Nestled in the highest, snow-capped mountain range in the world, Bhutan is one of the world’s few countries to have never been colonized, and has retained much of its unique culture and charm. The country’s fourth king famously introduced the concept of gross national happiness in the 1970s, shunning the usual gross domestic product used by most modern countries to measure economic growth.
Bhutan was almost as isolated as the mythical Shangri-La until the early 1960s when its first highway was built. But it has become increasingly dependent on neighbors, as shown in 2013 when India was accused of triggering a fuel crisis by cutting subsidies on cooking gas and kerosene—which some say was a punishment to Bhutan for warming up to the Chinese.
“If we [India and Bhutan] are good friends, our friendship shouldn’t be affected by our relations with other countries,” said Vimla Pradhan, a 21-year-old college student. “It appears as if everything Bhutan does, it should have tacit approval from India. India will always come before others but please don’t behave like a jealous big brother,” she said in Thimpu.
Pradhan, who studies political science and philosophy, is not isolated in her views. Many aspiring Bhutanese are restless for new opportunities at a time when youth unemployment is 10.6 percent against the national average of 2.4 percent.
India has been generous with loans and grants but Bhutan could do with more investment, and China has deep pockets. “Where are the jobs? Look at any nook and corner and you will find young men hanging around aimlessly,” said Karma Choden, a mother of two, as she waited for customers at a roadside stall selling dry cheese and red chilies.
Bhutan, a growing economy which has been trying to shed its tag as one of the world’s least developed countries, is struggling to reduce unemployment as it gears up for only its third ever election on Thursday. The ruling party was knocked out in the first round of polling in mid-September, signaling the electorate’s desperation for change.
China’s policy of mixing soft diplomacy and economic aid has reaped rich dividends in South Asian countries where India has long held sway like Sri Lanka and the Maldives. China has been reaching out to Bhutan through sports, religious and cultural visits as well as scholarships to Bhutanese students. Its vice foreign minister Kong Xuanyou made a rare trip to Bhutan in July.
Bhutan has also been receiving a growing number of Chinese tourists, who have to pay a sizeable visa fee, unlike their Indian counterparts. The number of Chinese tourists visiting Bhutan surged from fewer than 20 a decade ago to 6,421 in 2017, according to official figures.
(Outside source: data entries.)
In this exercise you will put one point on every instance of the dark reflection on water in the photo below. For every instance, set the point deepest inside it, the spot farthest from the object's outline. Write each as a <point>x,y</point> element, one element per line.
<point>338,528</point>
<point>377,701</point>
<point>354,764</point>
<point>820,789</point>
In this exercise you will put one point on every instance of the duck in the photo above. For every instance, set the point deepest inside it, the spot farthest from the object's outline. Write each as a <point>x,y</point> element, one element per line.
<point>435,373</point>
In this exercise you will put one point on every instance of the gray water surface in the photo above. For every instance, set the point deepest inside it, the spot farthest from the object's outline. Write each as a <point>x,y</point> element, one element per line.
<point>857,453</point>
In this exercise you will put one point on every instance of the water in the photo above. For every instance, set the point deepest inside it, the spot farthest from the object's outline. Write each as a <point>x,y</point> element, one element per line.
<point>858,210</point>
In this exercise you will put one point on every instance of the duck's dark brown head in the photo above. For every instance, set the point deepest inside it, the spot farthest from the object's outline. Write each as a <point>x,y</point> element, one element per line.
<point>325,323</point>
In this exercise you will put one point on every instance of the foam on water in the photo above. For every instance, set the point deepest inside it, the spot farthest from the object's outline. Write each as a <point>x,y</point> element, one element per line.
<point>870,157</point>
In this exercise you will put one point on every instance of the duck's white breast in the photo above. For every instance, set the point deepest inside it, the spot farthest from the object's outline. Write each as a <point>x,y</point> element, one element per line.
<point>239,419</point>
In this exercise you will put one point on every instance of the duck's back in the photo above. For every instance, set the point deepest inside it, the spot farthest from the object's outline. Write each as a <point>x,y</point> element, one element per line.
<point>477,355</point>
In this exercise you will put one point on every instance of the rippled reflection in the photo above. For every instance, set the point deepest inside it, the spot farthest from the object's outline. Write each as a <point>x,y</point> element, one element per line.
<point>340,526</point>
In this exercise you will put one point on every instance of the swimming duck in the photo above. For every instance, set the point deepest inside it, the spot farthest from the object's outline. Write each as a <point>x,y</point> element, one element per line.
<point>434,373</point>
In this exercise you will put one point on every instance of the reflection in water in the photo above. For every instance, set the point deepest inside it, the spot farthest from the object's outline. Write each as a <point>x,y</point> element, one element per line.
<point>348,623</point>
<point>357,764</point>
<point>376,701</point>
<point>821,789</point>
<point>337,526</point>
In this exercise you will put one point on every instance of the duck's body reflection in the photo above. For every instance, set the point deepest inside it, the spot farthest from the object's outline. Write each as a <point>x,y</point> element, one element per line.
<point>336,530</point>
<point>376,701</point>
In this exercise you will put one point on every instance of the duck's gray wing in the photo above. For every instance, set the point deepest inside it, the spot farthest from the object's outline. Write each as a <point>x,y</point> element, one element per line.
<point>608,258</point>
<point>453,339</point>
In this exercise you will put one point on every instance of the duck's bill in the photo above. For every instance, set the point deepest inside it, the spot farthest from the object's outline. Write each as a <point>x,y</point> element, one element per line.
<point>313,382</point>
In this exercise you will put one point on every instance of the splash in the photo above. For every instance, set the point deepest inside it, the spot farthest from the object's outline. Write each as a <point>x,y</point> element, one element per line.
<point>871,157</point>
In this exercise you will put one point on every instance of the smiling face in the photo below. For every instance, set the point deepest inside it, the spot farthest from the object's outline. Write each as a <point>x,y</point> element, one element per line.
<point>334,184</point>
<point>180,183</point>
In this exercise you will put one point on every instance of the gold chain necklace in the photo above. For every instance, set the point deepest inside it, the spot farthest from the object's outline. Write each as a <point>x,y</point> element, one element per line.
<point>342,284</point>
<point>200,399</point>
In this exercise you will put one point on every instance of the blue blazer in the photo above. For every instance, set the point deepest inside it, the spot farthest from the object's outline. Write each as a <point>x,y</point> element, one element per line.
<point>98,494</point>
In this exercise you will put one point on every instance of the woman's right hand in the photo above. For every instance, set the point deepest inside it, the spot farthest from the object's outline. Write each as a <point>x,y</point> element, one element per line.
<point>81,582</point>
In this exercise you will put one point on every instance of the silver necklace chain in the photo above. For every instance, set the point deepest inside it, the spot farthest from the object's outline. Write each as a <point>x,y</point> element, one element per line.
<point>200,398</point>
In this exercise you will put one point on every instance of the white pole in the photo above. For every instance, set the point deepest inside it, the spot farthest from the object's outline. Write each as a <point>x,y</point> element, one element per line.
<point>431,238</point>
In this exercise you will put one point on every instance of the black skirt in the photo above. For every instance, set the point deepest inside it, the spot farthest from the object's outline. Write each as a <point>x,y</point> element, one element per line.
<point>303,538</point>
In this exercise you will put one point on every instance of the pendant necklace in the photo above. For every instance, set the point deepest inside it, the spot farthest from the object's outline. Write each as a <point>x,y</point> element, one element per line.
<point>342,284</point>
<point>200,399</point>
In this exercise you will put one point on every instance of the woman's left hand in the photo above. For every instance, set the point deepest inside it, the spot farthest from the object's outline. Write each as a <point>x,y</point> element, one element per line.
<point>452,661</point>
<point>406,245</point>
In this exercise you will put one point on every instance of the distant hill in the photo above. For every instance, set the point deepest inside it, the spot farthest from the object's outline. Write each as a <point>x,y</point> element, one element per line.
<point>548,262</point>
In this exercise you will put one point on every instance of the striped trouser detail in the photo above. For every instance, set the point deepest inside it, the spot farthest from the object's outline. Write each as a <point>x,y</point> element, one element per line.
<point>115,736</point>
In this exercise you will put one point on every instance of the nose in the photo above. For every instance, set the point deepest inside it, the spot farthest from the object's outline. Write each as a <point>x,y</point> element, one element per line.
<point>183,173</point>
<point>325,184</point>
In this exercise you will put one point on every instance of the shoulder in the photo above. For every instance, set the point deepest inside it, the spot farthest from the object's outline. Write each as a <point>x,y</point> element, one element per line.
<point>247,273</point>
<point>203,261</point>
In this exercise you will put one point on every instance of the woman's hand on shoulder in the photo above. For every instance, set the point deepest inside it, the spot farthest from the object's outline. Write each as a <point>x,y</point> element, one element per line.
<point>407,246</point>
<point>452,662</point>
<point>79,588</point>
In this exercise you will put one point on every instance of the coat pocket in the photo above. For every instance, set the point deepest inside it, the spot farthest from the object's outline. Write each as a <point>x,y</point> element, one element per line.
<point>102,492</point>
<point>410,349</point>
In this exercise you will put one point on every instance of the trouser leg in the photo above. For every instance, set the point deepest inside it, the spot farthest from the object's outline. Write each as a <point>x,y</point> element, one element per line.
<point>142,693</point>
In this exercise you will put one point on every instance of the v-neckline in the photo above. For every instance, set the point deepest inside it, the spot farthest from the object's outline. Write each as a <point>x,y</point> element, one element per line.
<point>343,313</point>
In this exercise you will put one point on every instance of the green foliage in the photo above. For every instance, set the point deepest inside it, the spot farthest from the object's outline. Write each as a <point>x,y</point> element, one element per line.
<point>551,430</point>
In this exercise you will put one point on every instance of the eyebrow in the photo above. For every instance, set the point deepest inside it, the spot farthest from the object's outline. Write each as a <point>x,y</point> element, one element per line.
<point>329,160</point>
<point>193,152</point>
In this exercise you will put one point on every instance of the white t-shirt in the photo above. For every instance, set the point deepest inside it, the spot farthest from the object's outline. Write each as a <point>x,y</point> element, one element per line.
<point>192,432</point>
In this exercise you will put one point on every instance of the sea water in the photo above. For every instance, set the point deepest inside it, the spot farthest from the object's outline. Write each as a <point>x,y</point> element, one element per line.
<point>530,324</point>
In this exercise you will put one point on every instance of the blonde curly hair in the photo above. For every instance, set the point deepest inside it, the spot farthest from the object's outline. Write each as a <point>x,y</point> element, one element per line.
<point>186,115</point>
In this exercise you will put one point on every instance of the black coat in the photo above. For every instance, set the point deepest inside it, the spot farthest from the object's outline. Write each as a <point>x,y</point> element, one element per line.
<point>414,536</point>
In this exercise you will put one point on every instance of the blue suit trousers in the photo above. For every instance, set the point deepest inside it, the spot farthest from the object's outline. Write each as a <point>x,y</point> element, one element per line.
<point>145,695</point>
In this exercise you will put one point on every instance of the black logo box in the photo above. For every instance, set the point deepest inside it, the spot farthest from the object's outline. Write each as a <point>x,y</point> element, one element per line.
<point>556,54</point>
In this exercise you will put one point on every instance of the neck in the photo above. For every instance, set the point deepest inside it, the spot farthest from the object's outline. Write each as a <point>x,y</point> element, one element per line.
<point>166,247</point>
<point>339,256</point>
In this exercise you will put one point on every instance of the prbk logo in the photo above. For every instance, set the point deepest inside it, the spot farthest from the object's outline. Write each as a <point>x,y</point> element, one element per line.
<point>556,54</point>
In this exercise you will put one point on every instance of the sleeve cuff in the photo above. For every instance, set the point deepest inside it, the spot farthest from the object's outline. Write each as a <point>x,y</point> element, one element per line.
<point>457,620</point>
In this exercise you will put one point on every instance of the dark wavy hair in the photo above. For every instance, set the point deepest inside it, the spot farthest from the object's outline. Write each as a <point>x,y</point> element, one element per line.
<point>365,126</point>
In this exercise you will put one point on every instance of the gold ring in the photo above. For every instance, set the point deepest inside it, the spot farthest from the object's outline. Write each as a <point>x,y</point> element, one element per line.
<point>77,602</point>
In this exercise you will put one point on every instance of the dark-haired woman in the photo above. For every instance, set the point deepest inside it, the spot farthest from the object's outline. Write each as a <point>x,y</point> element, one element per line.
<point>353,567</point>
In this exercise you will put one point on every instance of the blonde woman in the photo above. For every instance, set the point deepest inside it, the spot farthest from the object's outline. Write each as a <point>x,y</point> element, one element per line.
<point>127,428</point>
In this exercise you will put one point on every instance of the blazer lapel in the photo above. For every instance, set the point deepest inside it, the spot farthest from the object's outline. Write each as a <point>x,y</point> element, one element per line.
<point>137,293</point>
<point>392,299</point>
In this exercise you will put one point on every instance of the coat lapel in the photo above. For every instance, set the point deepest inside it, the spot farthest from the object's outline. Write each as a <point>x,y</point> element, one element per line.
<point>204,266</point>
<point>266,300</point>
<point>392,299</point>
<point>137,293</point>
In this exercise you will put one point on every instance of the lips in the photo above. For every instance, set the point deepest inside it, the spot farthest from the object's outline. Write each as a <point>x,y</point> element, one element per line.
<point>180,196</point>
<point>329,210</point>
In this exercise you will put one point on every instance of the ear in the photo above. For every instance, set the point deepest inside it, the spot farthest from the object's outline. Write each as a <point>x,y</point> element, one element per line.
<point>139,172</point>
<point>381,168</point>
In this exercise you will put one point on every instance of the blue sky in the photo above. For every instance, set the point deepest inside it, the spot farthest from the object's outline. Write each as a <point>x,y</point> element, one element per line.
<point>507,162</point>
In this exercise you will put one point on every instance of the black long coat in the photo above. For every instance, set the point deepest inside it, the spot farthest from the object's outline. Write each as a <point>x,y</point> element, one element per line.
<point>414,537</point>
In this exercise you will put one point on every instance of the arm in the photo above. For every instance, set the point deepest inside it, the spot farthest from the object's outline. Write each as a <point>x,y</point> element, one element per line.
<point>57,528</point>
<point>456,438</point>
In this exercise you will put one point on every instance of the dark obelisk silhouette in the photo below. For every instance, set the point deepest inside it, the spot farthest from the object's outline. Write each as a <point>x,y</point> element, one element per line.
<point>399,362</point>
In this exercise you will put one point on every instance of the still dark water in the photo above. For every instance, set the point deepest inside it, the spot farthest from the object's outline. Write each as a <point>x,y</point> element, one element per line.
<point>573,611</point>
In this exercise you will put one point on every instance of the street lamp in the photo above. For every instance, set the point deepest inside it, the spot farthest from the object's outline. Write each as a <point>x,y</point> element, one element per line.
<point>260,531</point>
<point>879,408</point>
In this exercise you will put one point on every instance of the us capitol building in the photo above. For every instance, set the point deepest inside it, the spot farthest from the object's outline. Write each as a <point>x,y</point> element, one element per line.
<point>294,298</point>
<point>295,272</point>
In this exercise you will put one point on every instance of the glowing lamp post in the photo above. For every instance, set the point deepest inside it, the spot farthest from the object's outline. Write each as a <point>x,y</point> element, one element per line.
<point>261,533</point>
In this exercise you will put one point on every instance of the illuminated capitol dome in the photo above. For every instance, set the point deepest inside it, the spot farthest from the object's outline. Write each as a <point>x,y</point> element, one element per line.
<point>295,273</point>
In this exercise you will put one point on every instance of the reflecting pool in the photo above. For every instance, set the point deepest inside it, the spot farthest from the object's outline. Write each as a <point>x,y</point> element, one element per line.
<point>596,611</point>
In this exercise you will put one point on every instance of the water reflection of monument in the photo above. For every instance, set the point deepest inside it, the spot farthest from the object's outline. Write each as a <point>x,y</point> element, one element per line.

Taxi driver Kinzang Dorji is unable to make much sense of Bhutan’s diplomacy and history. But he understands the value of foreign investment. “Bhutan should make friends with other countries,” said Dorji. “Many Chinese tourists have started coming and they are bringing in a lot of money. We don’t mind them at all,” he said before zooming past a Chinese restaurant in the heart of Thimphu.